I have really hard dirt. So hard that although we've had lots of rain recently, I could hardly push the probe into the soil all the way in many areas. And it wasn't just in the areas that have no grass - it was really hard in places that have grass. I could feel the clay as I was twisting and pulling to try to maximize the core effort.

Some of the dirt was so dry that I couldn't even pull a core per se. In many cases, I had to dig/pull 3 times to make up one core. And I had to use a screwdriver to push out the compacted dirt that got stuck in my probe. It definitely was a tough feat.

There were some areas of my lawn where it actually went all the way into the ground. But that dirt still got stuck. I will be really interested to find out what my results are. My soil is definitely lacking.


----------



## doverosx (Aug 7, 2019)

I just dug with a shovel and filled in with new soil under /around the pulled area.


----------



## Coleman2084 (Aug 7, 2019)

I have the same issues along with automatic irrigation. Subscribing to see what others say.


----------



## Bermuda_Triangle (Sep 20, 2019)

You need to add some organic matter to the top and after core aeration.


----------



## turfnsurf (Apr 29, 2020)

Bermuda_Triangle said:


> You need to add some organic matter to the top and after core aeration.


My soil test should be coming back any day now. Is humic acid considered organic matter?
I have some but I am waiting on my soil test before I do anything.


----------



## Bermuda_Triangle (Sep 20, 2019)

@Turfsurfer I am a newbie at this yard stuff...

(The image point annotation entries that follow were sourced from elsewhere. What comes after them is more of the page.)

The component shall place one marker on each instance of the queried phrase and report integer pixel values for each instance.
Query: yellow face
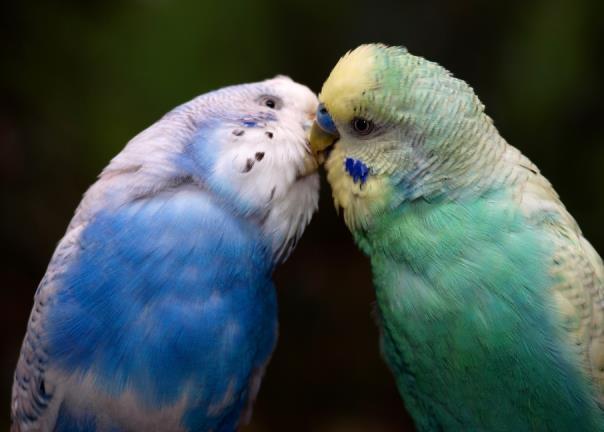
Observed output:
(353, 164)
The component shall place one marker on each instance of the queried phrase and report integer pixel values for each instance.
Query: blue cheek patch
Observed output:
(325, 121)
(357, 170)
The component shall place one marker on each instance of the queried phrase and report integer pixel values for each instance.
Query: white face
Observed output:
(265, 155)
(264, 162)
(247, 143)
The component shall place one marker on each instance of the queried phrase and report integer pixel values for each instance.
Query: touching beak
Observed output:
(323, 133)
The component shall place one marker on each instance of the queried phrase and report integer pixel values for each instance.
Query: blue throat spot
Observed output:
(357, 170)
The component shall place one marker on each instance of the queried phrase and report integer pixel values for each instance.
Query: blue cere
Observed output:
(357, 170)
(325, 121)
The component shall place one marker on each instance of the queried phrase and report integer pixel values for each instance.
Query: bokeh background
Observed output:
(78, 79)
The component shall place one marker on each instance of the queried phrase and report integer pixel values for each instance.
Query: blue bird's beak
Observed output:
(323, 134)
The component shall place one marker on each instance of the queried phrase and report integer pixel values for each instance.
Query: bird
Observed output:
(157, 311)
(489, 298)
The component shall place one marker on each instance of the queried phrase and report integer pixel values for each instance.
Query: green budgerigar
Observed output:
(490, 300)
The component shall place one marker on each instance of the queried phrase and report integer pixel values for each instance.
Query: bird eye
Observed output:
(362, 126)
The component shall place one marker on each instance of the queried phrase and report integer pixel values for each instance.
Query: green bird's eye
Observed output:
(362, 126)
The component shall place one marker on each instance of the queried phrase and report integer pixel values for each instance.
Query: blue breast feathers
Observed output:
(169, 294)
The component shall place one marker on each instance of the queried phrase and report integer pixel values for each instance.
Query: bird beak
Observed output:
(323, 133)
(321, 142)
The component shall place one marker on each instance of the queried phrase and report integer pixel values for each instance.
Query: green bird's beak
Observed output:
(323, 134)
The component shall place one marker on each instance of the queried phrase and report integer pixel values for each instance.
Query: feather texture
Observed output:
(490, 299)
(157, 311)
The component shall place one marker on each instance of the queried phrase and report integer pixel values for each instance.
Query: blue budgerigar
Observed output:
(157, 311)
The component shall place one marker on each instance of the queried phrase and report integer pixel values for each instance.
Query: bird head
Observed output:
(393, 127)
(245, 146)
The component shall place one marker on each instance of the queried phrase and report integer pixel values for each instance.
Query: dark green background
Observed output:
(80, 79)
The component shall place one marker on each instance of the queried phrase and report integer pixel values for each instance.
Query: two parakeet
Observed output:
(157, 311)
(490, 300)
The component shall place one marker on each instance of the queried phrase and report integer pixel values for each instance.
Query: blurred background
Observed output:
(79, 79)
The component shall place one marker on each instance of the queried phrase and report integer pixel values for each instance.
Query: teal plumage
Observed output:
(490, 299)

Humid acid itself is organic matter. But I would think at the small amount we use and being diluted it would not even register in a soil test. But, don't quote me on that.


----------



## BobLovesGrass (Jun 13, 2020)

So one YouTuber I saw suggest fertilizer. More growth, mulch the clippings make your own organic matter.
Use some organic products like milorganite, soybean meal, local milorganite knockoffs are out there too.


----------